Sending you a big hug - you must be feeling so fed up.
I think that I would ask for a second opinion.
That's terrible :-((
They should read your notes properly
I know they are limited to the time they can see you
But to be told one minute you haven't got the illness & feeling so relieved
But then to be told you have & got both genes
It knocks you back a lot
I came out feeling a lot more stressed , but mainly annoyed that they can mess patients around like this ESP when we're already going through so much
Thank you & sending one to you too :-)
I would TBH if it was only a couple of results I'd had
But I've had quite a few & last one was worse
They said it was abnormal
Whatever is meant by that
I just wanted to get out TBH
That's why you have to ask for copies of your results, so you can read them yourself. It is not hard to work out.

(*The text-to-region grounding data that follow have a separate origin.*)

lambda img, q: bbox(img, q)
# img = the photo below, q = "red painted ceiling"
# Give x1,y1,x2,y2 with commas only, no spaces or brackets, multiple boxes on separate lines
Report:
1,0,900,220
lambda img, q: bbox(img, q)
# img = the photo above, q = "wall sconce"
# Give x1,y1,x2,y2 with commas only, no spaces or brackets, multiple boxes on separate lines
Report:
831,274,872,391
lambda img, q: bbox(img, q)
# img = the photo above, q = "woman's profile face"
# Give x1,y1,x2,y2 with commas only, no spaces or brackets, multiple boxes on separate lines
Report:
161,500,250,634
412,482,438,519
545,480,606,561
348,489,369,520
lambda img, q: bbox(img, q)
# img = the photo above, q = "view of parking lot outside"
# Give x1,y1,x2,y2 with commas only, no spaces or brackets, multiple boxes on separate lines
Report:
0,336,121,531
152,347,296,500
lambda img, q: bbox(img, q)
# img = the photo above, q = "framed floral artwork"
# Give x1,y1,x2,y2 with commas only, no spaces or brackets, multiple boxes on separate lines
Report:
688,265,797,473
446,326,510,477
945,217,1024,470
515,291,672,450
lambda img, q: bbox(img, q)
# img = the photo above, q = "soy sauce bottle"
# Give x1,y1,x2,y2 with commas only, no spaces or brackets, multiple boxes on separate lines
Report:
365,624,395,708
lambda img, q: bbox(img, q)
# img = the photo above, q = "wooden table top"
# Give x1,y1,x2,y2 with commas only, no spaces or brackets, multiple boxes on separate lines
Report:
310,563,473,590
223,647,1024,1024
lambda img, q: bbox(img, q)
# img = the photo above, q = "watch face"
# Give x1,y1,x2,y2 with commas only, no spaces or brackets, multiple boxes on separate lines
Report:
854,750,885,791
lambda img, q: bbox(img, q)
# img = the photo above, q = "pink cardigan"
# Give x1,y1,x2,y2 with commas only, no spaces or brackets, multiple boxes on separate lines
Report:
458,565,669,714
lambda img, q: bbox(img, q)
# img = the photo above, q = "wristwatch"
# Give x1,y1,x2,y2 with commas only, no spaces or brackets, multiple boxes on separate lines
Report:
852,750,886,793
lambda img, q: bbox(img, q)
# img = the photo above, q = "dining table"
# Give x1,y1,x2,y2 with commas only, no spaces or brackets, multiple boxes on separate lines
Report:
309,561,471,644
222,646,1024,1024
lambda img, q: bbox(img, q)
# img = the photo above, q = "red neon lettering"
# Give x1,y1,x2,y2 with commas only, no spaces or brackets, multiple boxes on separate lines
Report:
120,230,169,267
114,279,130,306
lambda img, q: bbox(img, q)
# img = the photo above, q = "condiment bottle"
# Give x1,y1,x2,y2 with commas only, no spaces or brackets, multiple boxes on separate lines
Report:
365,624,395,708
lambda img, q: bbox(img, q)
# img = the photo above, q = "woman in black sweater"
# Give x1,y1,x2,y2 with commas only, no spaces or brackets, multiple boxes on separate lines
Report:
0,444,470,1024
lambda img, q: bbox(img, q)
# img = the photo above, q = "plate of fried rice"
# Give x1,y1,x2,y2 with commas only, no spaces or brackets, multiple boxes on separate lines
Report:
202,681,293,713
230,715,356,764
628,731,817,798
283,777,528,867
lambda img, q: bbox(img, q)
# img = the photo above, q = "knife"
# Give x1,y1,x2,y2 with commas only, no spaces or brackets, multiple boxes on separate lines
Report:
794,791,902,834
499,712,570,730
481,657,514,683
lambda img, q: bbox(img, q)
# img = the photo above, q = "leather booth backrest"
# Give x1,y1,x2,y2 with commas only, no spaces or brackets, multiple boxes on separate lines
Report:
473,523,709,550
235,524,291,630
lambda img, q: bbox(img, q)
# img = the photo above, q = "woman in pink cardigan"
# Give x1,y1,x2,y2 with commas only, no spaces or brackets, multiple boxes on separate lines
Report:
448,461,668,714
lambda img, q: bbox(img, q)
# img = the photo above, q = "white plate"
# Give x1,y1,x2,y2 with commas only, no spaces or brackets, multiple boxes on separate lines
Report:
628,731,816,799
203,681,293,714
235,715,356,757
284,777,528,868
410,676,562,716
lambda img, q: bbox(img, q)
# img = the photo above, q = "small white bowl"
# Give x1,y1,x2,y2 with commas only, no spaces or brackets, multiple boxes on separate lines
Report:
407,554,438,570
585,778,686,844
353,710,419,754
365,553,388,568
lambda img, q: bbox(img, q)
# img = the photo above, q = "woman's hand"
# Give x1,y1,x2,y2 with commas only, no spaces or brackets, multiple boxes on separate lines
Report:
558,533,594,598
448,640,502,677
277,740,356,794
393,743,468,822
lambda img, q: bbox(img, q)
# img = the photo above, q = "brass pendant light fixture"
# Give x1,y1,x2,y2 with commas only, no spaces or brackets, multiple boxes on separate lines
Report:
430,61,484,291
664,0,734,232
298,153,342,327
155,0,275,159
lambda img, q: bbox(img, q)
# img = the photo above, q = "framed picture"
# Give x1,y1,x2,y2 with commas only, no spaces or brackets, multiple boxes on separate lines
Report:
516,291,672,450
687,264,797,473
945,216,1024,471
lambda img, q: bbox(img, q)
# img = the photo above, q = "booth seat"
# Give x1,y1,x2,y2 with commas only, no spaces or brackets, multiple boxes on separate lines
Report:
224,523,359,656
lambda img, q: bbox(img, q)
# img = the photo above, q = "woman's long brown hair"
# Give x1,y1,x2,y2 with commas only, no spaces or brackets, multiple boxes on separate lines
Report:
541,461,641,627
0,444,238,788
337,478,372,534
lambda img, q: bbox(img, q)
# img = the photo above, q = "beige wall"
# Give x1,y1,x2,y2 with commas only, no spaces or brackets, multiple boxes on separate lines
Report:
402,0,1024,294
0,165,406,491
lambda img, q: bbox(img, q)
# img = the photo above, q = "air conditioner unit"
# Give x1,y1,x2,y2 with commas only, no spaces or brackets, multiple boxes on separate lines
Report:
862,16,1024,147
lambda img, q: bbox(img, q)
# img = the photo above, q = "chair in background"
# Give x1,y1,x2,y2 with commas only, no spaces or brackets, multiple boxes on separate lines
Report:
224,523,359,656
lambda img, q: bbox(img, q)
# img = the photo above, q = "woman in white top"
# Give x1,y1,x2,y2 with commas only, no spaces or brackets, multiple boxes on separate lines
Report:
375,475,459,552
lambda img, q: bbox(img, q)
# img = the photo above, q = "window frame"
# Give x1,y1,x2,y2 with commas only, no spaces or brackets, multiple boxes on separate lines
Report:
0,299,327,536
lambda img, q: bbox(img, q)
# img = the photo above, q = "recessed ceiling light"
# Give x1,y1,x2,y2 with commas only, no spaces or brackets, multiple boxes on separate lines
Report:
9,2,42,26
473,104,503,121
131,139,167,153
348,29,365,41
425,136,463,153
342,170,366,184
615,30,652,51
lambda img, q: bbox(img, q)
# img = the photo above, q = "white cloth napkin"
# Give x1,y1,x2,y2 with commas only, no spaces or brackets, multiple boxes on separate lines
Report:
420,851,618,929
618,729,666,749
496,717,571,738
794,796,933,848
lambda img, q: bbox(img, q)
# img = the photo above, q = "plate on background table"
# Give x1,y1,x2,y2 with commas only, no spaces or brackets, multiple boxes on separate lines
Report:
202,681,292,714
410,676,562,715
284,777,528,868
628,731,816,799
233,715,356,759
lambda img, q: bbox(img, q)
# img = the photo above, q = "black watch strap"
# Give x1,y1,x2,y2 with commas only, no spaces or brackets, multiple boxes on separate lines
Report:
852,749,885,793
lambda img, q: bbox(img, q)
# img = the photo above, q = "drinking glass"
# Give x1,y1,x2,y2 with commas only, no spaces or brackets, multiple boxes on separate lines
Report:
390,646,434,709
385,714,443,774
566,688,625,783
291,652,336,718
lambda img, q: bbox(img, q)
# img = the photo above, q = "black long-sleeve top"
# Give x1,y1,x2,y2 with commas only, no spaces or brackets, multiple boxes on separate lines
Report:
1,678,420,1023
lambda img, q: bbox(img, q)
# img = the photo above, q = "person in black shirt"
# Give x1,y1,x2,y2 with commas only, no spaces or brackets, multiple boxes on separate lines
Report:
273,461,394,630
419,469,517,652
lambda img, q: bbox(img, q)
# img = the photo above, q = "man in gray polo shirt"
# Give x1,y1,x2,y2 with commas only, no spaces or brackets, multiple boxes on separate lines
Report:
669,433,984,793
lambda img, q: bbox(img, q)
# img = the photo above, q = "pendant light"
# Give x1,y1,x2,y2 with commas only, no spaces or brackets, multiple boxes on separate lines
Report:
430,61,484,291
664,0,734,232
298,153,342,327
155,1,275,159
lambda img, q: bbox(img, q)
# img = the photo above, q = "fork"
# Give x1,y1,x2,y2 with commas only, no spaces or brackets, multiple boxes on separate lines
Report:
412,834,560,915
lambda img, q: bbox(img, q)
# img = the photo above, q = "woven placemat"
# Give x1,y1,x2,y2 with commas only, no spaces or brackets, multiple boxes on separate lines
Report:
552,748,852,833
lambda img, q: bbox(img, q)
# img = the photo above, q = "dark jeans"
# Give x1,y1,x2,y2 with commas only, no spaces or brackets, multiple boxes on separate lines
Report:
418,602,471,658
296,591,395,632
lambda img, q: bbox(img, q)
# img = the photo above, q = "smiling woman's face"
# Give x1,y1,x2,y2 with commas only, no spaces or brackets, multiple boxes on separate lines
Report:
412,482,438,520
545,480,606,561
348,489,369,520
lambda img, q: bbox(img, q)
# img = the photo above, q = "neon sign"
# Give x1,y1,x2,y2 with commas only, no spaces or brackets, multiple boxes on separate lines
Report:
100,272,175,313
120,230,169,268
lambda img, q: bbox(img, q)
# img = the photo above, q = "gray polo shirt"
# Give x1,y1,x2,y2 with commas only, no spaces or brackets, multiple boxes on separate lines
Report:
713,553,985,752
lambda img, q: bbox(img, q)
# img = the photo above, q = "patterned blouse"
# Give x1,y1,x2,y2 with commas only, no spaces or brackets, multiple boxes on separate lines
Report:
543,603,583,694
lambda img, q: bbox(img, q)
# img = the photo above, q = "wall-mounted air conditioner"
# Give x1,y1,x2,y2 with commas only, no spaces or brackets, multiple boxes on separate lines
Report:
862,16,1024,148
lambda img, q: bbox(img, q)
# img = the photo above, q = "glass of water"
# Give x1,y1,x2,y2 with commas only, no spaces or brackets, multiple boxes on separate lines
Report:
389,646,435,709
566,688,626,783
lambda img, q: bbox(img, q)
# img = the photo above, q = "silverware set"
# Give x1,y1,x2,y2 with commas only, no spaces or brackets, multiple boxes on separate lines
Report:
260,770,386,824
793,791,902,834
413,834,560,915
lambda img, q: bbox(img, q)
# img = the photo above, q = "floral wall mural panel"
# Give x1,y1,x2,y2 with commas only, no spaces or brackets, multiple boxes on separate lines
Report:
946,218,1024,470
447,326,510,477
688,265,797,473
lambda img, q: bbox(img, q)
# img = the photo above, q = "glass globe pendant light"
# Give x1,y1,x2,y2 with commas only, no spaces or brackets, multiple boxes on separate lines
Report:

My gp did the same when my son was tested. I was told he was just a carrier with one of my genes. I said that can't be right as his ferritin level was 772 and he was just 22. I asked for a copy, read it, and it actually said he was compound heterozygous C282Y/H63D
As she had taken 9 years to diagnose me (my hips broke up which revealed the diagnosis), I realised we cannot rely on them, and we have to educate ourselves and advocate for ourselves. And she was deemed a very very good dr. This was pre google, otherwise I would have been able to find out for myself much earlier.
Yes, because of your previous advice, Sheryl, I always ask for print outs & make sure I am well informed.
Yes, I remember you do. I should leave out the "you" and generalise it and say "we", to be all inclusive.